Bardzo dziękuję.
Panie Marszałku! Wysoka Izbo! Wyrok Europejskiego Trybunału Praw Człowieka w sprawie Agaty oznacza zarówno zwiększenie presji państw i instytucji aborcyjnych na Polskę, jak również stanowi wsparcie dla bezprawia, do którego doszło w naszym kraju przed czterema laty.

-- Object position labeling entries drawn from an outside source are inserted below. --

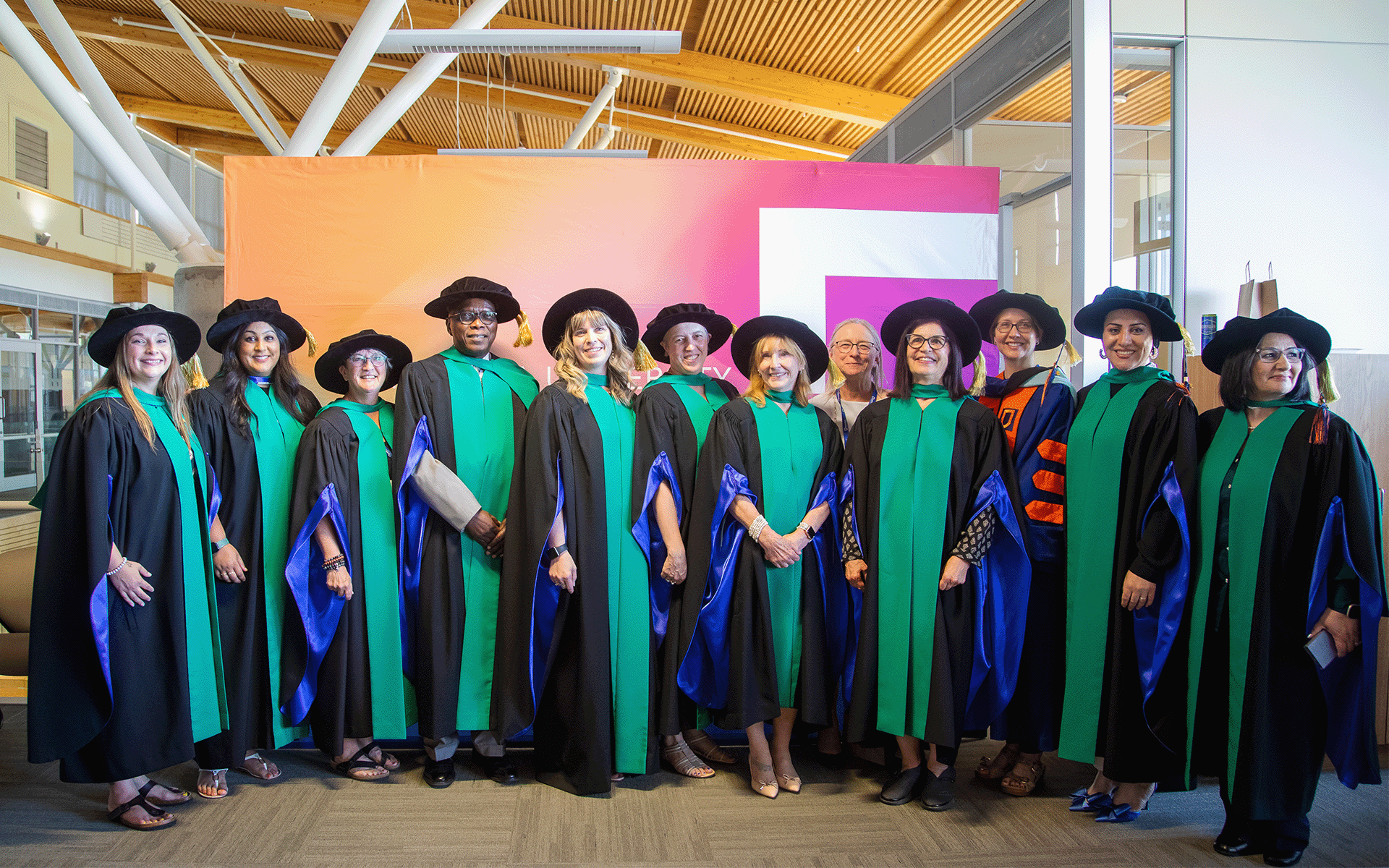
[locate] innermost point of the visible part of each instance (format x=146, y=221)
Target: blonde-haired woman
x=124, y=649
x=574, y=635
x=768, y=641
x=854, y=371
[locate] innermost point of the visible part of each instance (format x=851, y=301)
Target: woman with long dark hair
x=935, y=543
x=124, y=656
x=1131, y=474
x=768, y=642
x=1289, y=549
x=249, y=420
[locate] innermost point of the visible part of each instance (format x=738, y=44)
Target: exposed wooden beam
x=709, y=72
x=221, y=120
x=715, y=135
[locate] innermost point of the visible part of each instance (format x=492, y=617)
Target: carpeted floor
x=313, y=817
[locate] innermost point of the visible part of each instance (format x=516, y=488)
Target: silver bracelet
x=756, y=528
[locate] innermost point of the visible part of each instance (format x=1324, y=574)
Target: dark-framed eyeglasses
x=362, y=360
x=469, y=317
x=938, y=342
x=1270, y=354
x=1024, y=328
x=851, y=346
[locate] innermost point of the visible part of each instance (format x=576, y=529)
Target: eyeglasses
x=849, y=346
x=1024, y=328
x=466, y=317
x=938, y=342
x=1270, y=354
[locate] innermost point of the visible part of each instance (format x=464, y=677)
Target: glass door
x=20, y=414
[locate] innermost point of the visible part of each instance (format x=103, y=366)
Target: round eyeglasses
x=938, y=342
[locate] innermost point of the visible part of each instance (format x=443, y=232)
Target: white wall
x=1286, y=122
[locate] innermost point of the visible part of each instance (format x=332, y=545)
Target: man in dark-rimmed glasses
x=459, y=413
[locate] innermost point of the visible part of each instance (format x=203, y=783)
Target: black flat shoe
x=499, y=768
x=903, y=788
x=439, y=773
x=1235, y=845
x=939, y=791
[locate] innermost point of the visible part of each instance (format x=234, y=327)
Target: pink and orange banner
x=365, y=242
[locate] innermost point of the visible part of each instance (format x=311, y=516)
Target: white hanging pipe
x=253, y=95
x=606, y=138
x=109, y=110
x=596, y=109
x=344, y=75
x=220, y=77
x=410, y=88
x=42, y=71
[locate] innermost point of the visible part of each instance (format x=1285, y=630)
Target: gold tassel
x=193, y=373
x=1186, y=339
x=980, y=377
x=524, y=336
x=642, y=359
x=1071, y=354
x=836, y=377
x=1325, y=385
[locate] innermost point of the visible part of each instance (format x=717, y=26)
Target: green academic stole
x=792, y=451
x=1094, y=460
x=1248, y=511
x=276, y=435
x=392, y=697
x=206, y=692
x=484, y=449
x=700, y=409
x=629, y=600
x=913, y=495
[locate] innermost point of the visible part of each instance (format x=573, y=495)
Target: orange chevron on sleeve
x=1052, y=451
x=1046, y=481
x=1050, y=513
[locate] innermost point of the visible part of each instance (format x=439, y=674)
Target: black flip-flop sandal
x=142, y=801
x=360, y=760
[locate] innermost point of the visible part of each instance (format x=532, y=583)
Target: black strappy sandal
x=160, y=818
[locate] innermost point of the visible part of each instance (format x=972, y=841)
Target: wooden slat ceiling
x=764, y=80
x=1147, y=99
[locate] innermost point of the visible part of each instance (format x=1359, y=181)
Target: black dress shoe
x=902, y=788
x=439, y=773
x=1235, y=845
x=499, y=768
x=939, y=791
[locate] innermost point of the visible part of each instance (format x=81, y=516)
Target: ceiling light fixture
x=531, y=42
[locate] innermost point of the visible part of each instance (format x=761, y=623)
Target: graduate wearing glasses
x=467, y=409
x=342, y=653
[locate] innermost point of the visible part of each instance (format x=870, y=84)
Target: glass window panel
x=53, y=324
x=16, y=321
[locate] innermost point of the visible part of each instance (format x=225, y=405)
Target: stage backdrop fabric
x=365, y=242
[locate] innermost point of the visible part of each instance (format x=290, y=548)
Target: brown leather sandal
x=1023, y=783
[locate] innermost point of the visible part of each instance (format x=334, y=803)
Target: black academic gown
x=981, y=451
x=109, y=484
x=663, y=425
x=560, y=682
x=732, y=445
x=241, y=606
x=1284, y=732
x=438, y=653
x=1137, y=746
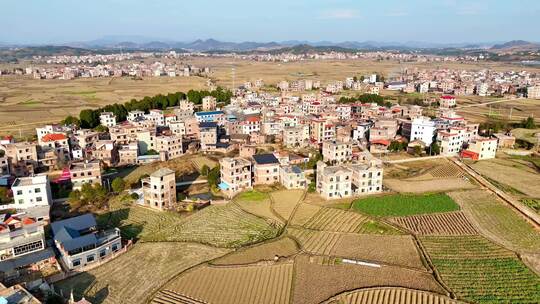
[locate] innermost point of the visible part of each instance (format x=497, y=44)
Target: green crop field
x=403, y=205
x=482, y=272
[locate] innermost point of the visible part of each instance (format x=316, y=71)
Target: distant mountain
x=516, y=44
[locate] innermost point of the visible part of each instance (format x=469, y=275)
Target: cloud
x=340, y=14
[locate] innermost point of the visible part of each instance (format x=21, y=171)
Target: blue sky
x=45, y=21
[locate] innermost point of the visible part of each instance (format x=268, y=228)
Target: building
x=209, y=103
x=169, y=146
x=209, y=135
x=481, y=148
x=337, y=152
x=420, y=129
x=80, y=243
x=296, y=137
x=30, y=192
x=533, y=92
x=85, y=172
x=159, y=189
x=266, y=169
x=235, y=175
x=292, y=177
x=334, y=182
x=447, y=101
x=107, y=119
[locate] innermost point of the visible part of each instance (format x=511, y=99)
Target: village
x=314, y=141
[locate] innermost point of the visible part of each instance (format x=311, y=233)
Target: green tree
x=118, y=185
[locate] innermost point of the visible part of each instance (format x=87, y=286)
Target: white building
x=107, y=119
x=30, y=192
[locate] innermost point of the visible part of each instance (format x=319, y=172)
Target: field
x=27, y=103
x=481, y=272
x=511, y=173
x=317, y=280
x=285, y=201
x=217, y=225
x=403, y=205
x=283, y=247
x=135, y=275
x=390, y=295
x=448, y=223
x=246, y=284
x=399, y=250
x=498, y=221
x=336, y=220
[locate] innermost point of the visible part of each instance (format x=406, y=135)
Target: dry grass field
x=496, y=220
x=262, y=284
x=316, y=281
x=282, y=247
x=390, y=295
x=135, y=275
x=447, y=223
x=26, y=103
x=511, y=173
x=399, y=250
x=284, y=202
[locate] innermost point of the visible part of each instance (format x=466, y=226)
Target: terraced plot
x=285, y=201
x=497, y=220
x=316, y=281
x=482, y=272
x=448, y=223
x=390, y=295
x=133, y=276
x=243, y=284
x=387, y=249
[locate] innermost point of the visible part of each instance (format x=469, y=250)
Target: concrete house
x=80, y=243
x=159, y=189
x=266, y=169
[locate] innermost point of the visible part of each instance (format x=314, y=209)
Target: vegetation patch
x=403, y=205
x=482, y=272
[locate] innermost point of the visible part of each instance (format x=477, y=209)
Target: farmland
x=316, y=281
x=246, y=284
x=403, y=205
x=220, y=226
x=135, y=275
x=448, y=223
x=388, y=249
x=482, y=272
x=389, y=295
x=498, y=221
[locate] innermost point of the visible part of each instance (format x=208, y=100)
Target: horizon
x=457, y=21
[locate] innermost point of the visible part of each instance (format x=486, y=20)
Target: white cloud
x=340, y=14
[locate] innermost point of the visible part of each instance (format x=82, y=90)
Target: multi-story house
x=337, y=152
x=265, y=169
x=235, y=175
x=292, y=177
x=80, y=243
x=30, y=192
x=170, y=146
x=85, y=172
x=208, y=132
x=107, y=119
x=209, y=103
x=296, y=137
x=334, y=181
x=159, y=189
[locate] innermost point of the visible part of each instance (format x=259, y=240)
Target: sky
x=441, y=21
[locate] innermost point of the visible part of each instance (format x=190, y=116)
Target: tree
x=118, y=185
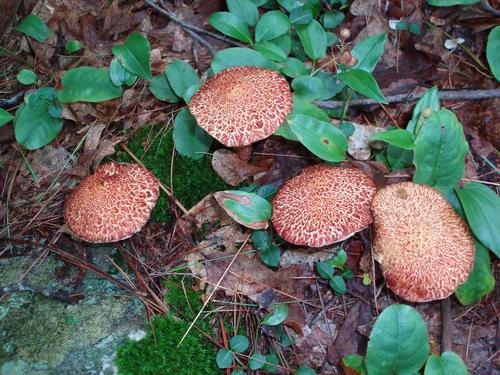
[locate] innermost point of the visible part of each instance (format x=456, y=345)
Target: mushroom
x=324, y=204
x=242, y=105
x=112, y=204
x=425, y=249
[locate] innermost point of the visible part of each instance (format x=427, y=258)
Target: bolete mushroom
x=425, y=249
x=112, y=204
x=242, y=105
x=324, y=204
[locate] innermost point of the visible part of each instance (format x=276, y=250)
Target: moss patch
x=192, y=179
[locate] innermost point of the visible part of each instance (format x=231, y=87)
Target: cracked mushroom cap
x=425, y=249
x=324, y=204
x=112, y=204
x=242, y=105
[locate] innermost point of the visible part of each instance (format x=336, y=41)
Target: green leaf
x=245, y=10
x=229, y=24
x=33, y=125
x=239, y=343
x=277, y=316
x=482, y=209
x=362, y=82
x=397, y=137
x=73, y=46
x=119, y=75
x=313, y=38
x=26, y=77
x=338, y=285
x=271, y=25
x=88, y=84
x=134, y=55
x=480, y=281
x=325, y=270
x=230, y=57
x=224, y=358
x=398, y=342
x=320, y=137
x=161, y=89
x=181, y=76
x=368, y=51
x=33, y=26
x=492, y=48
x=440, y=149
x=190, y=140
x=446, y=364
x=247, y=209
x=5, y=117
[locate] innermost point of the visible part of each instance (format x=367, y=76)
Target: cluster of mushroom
x=423, y=246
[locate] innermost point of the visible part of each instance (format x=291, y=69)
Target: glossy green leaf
x=88, y=84
x=190, y=140
x=362, y=82
x=33, y=125
x=439, y=153
x=5, y=117
x=181, y=76
x=34, y=27
x=247, y=209
x=230, y=57
x=26, y=77
x=397, y=137
x=245, y=10
x=271, y=25
x=277, y=316
x=321, y=138
x=368, y=51
x=161, y=89
x=493, y=51
x=480, y=281
x=313, y=38
x=398, y=342
x=134, y=55
x=482, y=210
x=448, y=363
x=229, y=24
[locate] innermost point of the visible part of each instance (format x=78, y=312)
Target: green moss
x=192, y=179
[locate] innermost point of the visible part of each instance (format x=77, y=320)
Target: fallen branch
x=443, y=95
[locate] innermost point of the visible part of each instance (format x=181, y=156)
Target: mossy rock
x=192, y=179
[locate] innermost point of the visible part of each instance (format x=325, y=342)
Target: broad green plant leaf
x=26, y=77
x=34, y=27
x=88, y=84
x=33, y=125
x=480, y=281
x=134, y=55
x=271, y=25
x=190, y=140
x=446, y=364
x=362, y=82
x=229, y=24
x=277, y=316
x=482, y=210
x=245, y=10
x=320, y=137
x=397, y=137
x=492, y=51
x=368, y=51
x=313, y=38
x=181, y=76
x=439, y=153
x=247, y=209
x=237, y=56
x=5, y=117
x=399, y=343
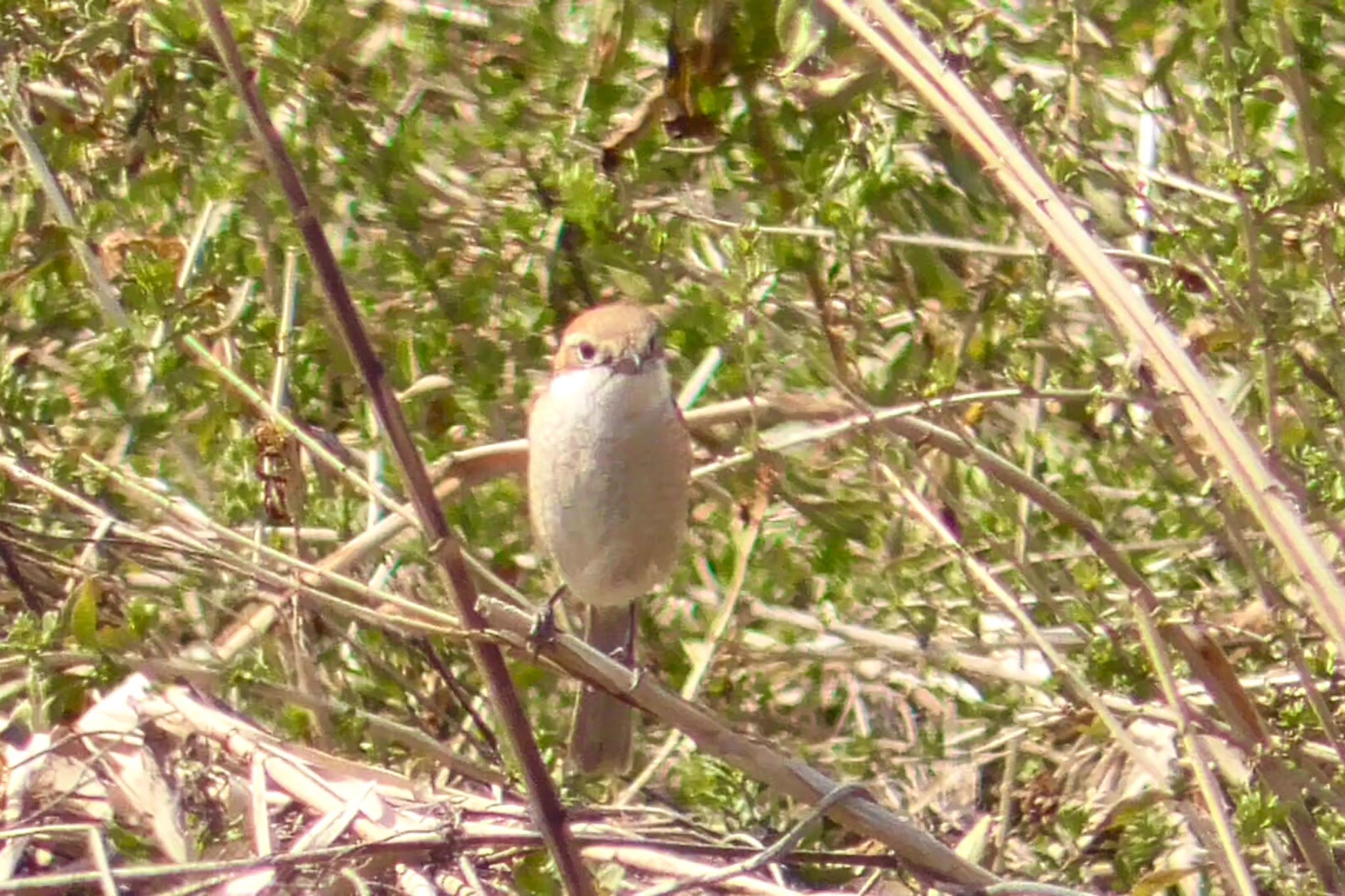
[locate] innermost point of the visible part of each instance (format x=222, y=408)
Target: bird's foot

Dziewczyna określana przez media jako Agata zaszła w ciążę ze swoim chłopakiem i - przy czynnym zaangażowaniu, a prawdopodobnie, wedle dostępnej wiedzy, ulegając presji własnej matki - chciała dokonać tzw. aborcji. ˝Gazeta Wyborcza˝ ogłosiła wówczas, że roszczenie to jest uprawnione, gdyż Agata padła ofiarą gwałtu. Po jednym dniu ˝Wyborcza˝ musiała wycofać się z tego kompletnego wymysłu wobec rzetelnych informacji w ˝Naszym Dzienniku˝ i ówczesnym ˝Dzienniku˝. ˝Wyborcza˝ przedstawiła wtedy nową interpretację prawa, wcześniej nieznaną ani doktrynie prawa, ani opinii publicznej, że wyjątek w zasadzie dotyczący ciąży, która powstała w wyniku czynu zabronionego, oznacza nie tylko gwałt i kazirodztwo, ale również każdy przypadek dziecka poczętego w zupełnie dobrowolnym związku uczniów młodszych klas gimnazjalnych. Rząd Donalda Tuska w osobie minister Ewy Kopacz przyjął tę tezę i włączył się w doprowadzenie do przerwania życia dziecka. Nawiasem mówiąc, taka dezinterpretacja ustawodawstwa chroniącego życie dziecka całkowicie skompromitowała oficjalne deklaracje rządu o poparciu dla ochrony życia w granicach dzisiejszej ustawy. Nie można tu również pomijać faktu, że ówczesna minister zdrowia zignorowała informacje wskazujące na to, że sama Agata chce urodzić swoje, i swojego chłopaka, dziecko.
Wobec tych faktów proszę o udzielenie odpowiedzi na następujące pytania:
Jakie stanowisko zajmował polski rząd w czasie wspomnianego postępowania przed Europejskim Trybunałem Praw Człowieka?
Kiedy rząd Rzeczypospolitej odwoła się od wyroku Europejskiego Trybunału Praw Człowieka?
Czy w związku ze wspomnianym czynem zabronionym ktokolwiek - oczywiście poza zabitym dzieckiem - poniósł karę w wyniku tego czynu zabronionego? Dziękuję.